Recombinant Streptomyces avidinii Streptavidin is produced in E.coli and contains the full length mature protein, spanning amino acids 25-183. The protein carries an N-terminal GST tag for easier purification and detection. SDS-PAGE analysis confirms purity levels above 90%, which appears to make it suitable for research applications that demand high-quality protein standards.
Streptavidin from Streptomyces avidinii has gained popularity in research primarily because of its strong affinity for biotin. This interaction forms one of the strongest known non-covalent bonds. Such robust binding makes the protein particularly valuable in biochemical assays - especially those involving purification, detection, and immobilization of biotinylated molecules. The protein's ability to mediate these interactions may explain its widespread adoption in molecular biology and biotechnology research.
Potential Applications
Note: The applications listed below are based on what we know about this protein's biological functions, published research, and experience from experts in the field. However, we haven't fully tested all of these applications ourselves yet. We'd recommend running some preliminary tests first to make sure they work for your specific research goals.
Streptavidin from Streptomyces avidinii is a bacterial protein that naturally forms a tetramer with extremely high biotin-binding affinity. The E. coli expression system is generally compatible with bacterial proteins, and streptavidin has been successfully expressed in E. coli in many studies. However, the N-terminal GST tag (∼26 kDa) is significantly larger than the streptavidin monomer (∼13 kDa) and may sterically interfere with proper tetramer formation, which is essential for high-affinity biotin binding. While the protein may be soluble, the probability of correct tetramerization and functional activity is moderate but requires experimental validation due to potential tag interference.

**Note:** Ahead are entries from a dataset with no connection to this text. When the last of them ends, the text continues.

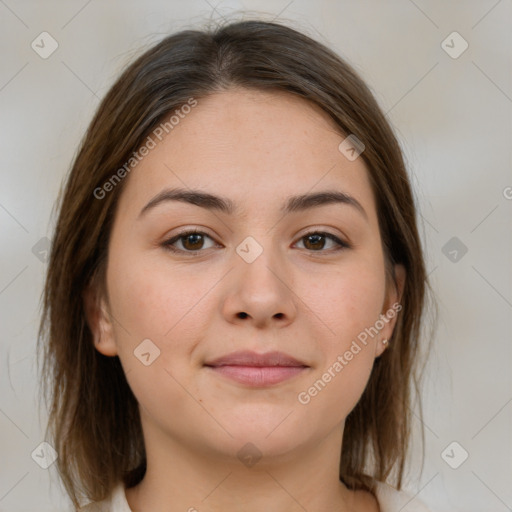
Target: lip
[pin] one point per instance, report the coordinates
(257, 370)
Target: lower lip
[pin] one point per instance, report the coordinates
(259, 376)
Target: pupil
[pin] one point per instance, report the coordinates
(317, 239)
(196, 238)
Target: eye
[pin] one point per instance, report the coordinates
(191, 241)
(316, 241)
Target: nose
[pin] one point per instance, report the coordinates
(260, 293)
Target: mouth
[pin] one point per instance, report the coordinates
(257, 370)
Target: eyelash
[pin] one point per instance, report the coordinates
(168, 243)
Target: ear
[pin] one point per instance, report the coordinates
(391, 307)
(99, 321)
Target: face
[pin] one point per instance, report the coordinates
(262, 274)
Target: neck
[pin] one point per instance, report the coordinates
(187, 477)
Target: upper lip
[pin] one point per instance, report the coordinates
(248, 358)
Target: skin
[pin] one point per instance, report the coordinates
(303, 298)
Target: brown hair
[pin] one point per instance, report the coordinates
(94, 419)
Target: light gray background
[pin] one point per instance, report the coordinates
(453, 118)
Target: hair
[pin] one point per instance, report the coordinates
(94, 420)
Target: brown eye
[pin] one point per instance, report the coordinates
(190, 241)
(316, 241)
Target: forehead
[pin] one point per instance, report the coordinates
(252, 146)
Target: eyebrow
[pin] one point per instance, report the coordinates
(225, 205)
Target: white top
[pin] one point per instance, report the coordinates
(390, 500)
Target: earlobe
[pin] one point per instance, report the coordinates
(392, 307)
(99, 322)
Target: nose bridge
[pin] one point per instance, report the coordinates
(259, 288)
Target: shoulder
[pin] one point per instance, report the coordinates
(115, 503)
(391, 500)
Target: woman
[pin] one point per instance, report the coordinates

1. Biotin-Binding Affinity Studies
This application is conditionally suitable but requires validation. If the protein achieves proper tetramerization despite the GST tag, it could be used for biotin-binding studies. However, the large GST tag may sterically hinder the biotin-binding pocket or prevent correct tetramer formation, leading to significantly reduced binding affinity or false-negative results. Surface plasmon resonance or fluorescence polarization assays should include positive controls to validate binding capability.

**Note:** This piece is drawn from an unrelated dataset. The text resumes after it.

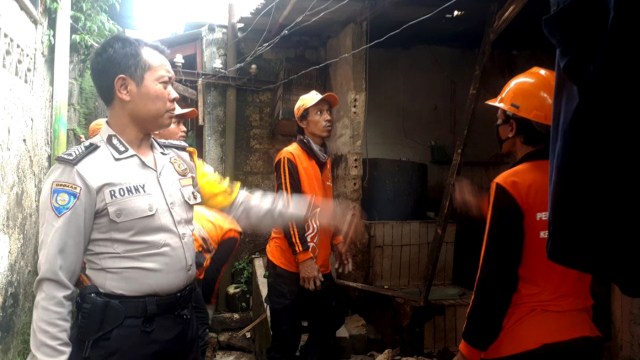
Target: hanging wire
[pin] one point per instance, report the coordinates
(273, 5)
(359, 49)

2. GST Pull-Down Assay Development
This application is highly suitable as it leverages the GST tag directly. The protein can be immobilized on glutathione resins to capture biotinylated molecules. Even if biotin-binding affinity is reduced, the GST tag functionality remains intact for pull-down applications. This approach is valuable for isolating biotinylated targets from complex mixtures.
3. Comparative Structural and Biochemical Analysis
This application is conditionally suitable for biochemical comparisons but is limited for structural studies. The GST tag may alter thermal stability and oligomeric state measurements. Comparative analyses should focus on sequence-based comparisons rather than structural or functional comparisons with native streptavidins.
4. Biotinylation System Validation
This application is not recommended without prior validation of biotin-binding functionality. If the protein has impaired biotin binding due to the GST tag, it will yield false-negative results in validation assays. A tag-free streptavidin control is essential for reliable validation.
Final Recommendation & Action Plan
This GST-tagged streptavidin is primarily suitable for applications leveraging the GST tag functionality but requires rigorous validation for biotin-binding studies. The immediate priority is to test biotin-binding activity using a standard assay (e.g., HABA assay or SPR) to determine if the tag interferes with function. If binding activity is confirmed, proceed with Application 1 cautiously. Application 2 (GST pull-downs) can proceed immediately regardless of biotin-binding status. Application 3 should be limited to sequence-based comparisons. Avoid Application 4 unless biotin-binding is validated. For critical biotin-binding applications, consider tag removal or use commercial tag-free streptavidin. This systematic approach ensures appropriate use based on functional validation.